Over the past few months I have spoken to many companies who have told me that they are perfectly fine with their Investor Relations / PA looking after their roadshows. And they are absolutely correct, these people are eminently qualified to do so. But once I have spoken to these people, it seems that, what is being overlooked, is the impact it has on their day to day work – suddenly everything has to be put on hold whilst they spend a whole day trying to book meetings, venues, flights, trains, cars, hotels, restaurants etc.

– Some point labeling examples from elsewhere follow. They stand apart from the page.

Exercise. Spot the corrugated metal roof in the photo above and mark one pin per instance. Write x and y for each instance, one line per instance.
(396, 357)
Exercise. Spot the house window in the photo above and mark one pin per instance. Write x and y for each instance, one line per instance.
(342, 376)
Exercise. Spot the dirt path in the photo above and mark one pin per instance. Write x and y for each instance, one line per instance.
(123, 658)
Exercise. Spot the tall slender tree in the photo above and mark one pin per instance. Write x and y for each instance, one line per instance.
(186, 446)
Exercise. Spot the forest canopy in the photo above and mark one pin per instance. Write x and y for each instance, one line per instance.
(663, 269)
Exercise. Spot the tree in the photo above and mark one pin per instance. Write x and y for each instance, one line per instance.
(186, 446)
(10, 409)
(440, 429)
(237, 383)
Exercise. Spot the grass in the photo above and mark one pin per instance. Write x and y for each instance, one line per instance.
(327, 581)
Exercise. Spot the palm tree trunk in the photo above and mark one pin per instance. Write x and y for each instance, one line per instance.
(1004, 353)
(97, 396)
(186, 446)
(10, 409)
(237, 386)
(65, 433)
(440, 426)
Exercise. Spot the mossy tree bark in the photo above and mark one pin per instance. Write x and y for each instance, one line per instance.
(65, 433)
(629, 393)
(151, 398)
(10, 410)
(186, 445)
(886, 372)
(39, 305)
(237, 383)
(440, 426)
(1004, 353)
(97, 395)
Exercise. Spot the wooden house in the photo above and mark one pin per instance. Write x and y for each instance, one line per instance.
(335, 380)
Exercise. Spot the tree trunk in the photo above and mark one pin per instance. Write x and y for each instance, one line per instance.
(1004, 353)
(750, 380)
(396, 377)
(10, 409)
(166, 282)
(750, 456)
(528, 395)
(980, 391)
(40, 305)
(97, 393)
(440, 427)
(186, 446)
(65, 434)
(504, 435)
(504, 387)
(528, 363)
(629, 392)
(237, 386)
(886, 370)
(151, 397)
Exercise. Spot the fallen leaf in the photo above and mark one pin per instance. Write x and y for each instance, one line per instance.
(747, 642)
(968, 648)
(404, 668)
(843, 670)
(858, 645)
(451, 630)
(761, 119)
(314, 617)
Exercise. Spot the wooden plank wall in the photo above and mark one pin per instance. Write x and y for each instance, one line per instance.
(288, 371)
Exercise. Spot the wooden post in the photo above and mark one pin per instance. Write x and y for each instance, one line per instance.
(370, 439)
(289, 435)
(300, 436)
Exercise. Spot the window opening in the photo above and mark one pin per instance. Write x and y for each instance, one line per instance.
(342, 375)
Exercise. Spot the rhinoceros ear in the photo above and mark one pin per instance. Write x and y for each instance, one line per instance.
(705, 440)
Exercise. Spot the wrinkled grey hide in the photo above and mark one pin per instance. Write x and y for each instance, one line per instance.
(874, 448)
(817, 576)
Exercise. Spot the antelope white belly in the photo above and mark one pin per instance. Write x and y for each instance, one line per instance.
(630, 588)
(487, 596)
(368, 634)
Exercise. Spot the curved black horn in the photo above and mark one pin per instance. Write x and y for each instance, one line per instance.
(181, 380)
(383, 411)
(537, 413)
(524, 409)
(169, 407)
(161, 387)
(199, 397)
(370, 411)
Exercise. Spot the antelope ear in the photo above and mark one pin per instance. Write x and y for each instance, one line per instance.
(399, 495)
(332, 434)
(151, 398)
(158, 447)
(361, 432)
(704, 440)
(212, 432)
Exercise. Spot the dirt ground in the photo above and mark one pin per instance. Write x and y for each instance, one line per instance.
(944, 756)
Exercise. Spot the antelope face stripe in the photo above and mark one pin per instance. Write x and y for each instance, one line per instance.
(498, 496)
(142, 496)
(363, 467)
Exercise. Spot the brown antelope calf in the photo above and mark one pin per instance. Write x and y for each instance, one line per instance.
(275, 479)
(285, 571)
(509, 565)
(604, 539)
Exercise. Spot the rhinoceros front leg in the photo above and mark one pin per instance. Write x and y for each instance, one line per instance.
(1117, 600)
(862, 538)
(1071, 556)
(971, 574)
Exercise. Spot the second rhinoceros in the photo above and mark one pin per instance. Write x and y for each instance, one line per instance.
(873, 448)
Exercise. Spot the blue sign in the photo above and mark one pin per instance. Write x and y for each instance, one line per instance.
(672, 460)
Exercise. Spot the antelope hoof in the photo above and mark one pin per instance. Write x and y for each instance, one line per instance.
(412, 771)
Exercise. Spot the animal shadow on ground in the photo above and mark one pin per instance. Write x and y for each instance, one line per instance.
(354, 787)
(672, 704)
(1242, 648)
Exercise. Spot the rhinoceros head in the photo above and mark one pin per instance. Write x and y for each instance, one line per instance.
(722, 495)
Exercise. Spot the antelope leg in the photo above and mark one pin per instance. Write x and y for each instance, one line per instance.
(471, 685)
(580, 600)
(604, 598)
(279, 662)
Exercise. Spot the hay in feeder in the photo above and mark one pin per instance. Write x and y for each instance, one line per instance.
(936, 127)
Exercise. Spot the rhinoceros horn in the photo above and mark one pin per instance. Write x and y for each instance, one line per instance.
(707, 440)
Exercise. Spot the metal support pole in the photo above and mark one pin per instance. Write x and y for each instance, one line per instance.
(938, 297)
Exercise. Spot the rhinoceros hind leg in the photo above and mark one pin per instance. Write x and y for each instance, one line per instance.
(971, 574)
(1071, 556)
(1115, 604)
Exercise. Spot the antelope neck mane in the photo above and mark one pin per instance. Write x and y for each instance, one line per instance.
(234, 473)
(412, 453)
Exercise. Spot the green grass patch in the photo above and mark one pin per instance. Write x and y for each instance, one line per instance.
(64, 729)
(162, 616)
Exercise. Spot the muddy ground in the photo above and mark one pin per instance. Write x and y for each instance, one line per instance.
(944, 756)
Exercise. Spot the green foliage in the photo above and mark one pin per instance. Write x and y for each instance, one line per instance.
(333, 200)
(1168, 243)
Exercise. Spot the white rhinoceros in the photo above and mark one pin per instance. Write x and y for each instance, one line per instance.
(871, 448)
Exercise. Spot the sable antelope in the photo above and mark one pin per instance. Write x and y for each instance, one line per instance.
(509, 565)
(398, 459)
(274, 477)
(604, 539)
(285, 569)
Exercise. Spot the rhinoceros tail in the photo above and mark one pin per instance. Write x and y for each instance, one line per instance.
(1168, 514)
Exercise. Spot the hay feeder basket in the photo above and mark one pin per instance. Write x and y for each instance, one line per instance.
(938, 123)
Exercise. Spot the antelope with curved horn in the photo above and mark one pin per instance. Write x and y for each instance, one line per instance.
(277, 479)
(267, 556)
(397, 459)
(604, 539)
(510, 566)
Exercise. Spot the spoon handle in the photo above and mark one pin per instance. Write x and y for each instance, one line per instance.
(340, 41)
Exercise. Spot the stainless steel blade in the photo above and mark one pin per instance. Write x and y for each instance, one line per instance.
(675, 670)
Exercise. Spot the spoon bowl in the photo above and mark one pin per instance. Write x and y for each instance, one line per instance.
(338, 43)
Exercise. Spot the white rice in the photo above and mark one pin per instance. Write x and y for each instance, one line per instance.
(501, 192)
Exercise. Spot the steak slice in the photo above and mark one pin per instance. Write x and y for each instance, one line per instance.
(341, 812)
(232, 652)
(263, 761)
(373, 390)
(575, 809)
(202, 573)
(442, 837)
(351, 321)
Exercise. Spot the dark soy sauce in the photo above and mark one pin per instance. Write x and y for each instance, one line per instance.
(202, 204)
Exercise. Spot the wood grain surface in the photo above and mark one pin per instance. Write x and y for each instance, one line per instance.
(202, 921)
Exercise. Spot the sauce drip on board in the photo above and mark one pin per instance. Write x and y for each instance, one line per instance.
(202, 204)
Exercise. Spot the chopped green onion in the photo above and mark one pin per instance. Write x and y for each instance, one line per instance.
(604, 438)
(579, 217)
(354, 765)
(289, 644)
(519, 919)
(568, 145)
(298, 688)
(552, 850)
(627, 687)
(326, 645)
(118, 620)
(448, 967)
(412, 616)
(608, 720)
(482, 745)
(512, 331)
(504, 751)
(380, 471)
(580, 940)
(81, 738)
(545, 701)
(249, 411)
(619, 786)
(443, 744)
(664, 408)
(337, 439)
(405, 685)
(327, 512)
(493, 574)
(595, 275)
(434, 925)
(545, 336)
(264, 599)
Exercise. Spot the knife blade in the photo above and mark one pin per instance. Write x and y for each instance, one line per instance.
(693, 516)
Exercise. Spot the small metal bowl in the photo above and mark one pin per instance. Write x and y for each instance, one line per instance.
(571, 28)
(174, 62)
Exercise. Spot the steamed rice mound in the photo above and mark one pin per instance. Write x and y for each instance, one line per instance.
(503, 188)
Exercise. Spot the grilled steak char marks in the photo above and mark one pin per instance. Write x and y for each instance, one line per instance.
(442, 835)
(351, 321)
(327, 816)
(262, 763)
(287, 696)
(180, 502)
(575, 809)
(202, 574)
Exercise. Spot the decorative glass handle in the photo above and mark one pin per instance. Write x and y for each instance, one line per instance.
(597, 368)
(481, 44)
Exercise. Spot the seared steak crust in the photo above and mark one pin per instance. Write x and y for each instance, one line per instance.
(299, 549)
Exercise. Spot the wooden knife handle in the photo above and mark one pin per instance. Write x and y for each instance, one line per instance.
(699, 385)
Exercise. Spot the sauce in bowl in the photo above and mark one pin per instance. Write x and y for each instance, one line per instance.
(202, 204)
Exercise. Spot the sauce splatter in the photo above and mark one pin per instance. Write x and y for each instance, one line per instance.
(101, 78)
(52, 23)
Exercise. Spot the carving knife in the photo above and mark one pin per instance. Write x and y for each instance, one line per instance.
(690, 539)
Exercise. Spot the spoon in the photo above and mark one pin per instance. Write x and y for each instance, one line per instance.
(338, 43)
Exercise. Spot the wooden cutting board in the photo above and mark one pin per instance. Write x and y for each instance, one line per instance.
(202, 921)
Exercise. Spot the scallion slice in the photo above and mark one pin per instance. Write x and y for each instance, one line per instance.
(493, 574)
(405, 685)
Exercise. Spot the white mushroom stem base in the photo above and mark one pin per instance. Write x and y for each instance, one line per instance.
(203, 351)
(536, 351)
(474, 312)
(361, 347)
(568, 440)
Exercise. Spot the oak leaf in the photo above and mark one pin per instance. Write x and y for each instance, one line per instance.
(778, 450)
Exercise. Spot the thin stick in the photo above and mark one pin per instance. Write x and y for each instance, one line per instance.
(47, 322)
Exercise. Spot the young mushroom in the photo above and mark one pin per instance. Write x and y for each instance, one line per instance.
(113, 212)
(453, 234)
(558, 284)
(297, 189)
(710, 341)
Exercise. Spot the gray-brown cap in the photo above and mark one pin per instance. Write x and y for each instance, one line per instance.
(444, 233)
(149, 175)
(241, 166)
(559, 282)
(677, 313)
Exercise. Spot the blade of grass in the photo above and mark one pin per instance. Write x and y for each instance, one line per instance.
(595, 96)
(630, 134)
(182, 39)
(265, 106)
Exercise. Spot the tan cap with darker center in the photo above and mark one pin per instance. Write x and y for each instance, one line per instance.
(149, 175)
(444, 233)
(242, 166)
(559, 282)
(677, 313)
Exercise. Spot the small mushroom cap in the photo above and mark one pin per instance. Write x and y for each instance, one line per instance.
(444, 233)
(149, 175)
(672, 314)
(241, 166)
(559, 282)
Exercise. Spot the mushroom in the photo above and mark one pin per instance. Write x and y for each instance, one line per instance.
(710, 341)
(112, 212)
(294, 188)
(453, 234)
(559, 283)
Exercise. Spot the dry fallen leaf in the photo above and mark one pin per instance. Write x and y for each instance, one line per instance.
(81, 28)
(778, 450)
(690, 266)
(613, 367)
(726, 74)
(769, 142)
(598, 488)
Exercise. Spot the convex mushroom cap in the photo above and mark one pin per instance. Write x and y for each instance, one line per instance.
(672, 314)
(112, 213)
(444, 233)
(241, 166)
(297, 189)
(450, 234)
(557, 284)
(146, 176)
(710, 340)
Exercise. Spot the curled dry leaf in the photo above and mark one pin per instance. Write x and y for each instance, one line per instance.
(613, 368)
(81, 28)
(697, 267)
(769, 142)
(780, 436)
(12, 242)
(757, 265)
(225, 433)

It doesn’t stop there, once everything is booked, I defy you to find me one roadshow that hasn’t changed significantly at some point from inception to close. The majority of changes need to be actioned there and then, everyone involved need to be kept in the loop and all of this whilst trying not to drop the ball on either the roadshow or their every day duties.
Throughout my time as a coordinator, I have come across everything that could go wrong, and all of this has a huge knock on effect on the whole roadshow – cars not turning up, flights cancelled or delayed, investors forgetting to diarise the meeting, wrong addresses; you name it, it has happened. I have even had an analyst from Hong Kong call me at 10pm to tearfully announce that she had been arrested at the Dutch border. And who can forget the tale of the banker with the rather upset tummy discovering that the toilet on the private jet was nothing more than a hole under one of the seats and a curtain to pull around; unfortunately this curtain was unable to save any of the other passengers, most notably the client’s CFO, from hearing everything that was happening.
At worst, you need to be able to jump into action with a quick fix; at best you should have checks in place to foresee and avoid most issues. I recently read about how a client was left stranded due to a taxi strike in London, which brought the roads to a standstill. The coordinator’s immediate response was to ask if they would mind riding bicycles. Whilst an amusing anecdote, and presumably was recounted to show “out of the box” thinking, I was pretty appalled by this response. A) Taxi strikes don’t spring up out of nowhere, this is something they should have known about beforehand; b) recommending bicycles? In a city with one of the best underground train systems in the world? The effect was that the story left me cringing. My point here though is that a good coordinator would have either recommended rejigging the schedule to avoid London on that day; set up the schedule with the clients knowing full well that they have to take the tube throughout the day; or book a meeting room and get the investors to come to them. Three easy fixes that do not involve bicycles.
Then you have the fun of roadshows where more than one bank is involved. I have heard many stories of one bank trying to undermine the coordinating bank; but thankfully have only had this happen to me once: somehow the presentations mysteriously disappeared from the car. I only hope that the culprit put them somewhere safe, rather than hurled them into the nearest bin. One of my US colleagues had all the cars cancelled from the airport pick up in NY. Not the end of the world as it was 11pm and they didn’t have any meetings to race to, but it did lead to absolutely furious clients. It did make me wonder about the relationship that they have with their car company, as I know that the company I use would never cancel a car on the say so of anyone other than myself.
And that neatly leads me onto the subject of having vendors that you trust 100%. It is actually pretty difficult and time consuming to work your way through some of the dreadful service providers out there, before you come to one that is near enough perfect. What really doesn’t help is the procurement practices in many companies, where you are only allowed to use x car company / hostess company etc. as they are £2 an hour cheaper than the far superior provider. In these cases you really do get what you pay for. It is so vitally important to have the utmost faith in the companies that you are relying on – you need to know that your driver knows not only the city, but also where the investors are based. You need to know that your AV company will ensure that your group presentation runs without a hitch. You need to know that the telephone company who are running your global investor call aren’t going to mess up and leave your CEO speaking to thin air (yes, this has happened to me – damn procurement!). This knowledge can only come from years of experience and networking.
Being responsible for roadshow logistics is a classic “no upside/significant downside” situation.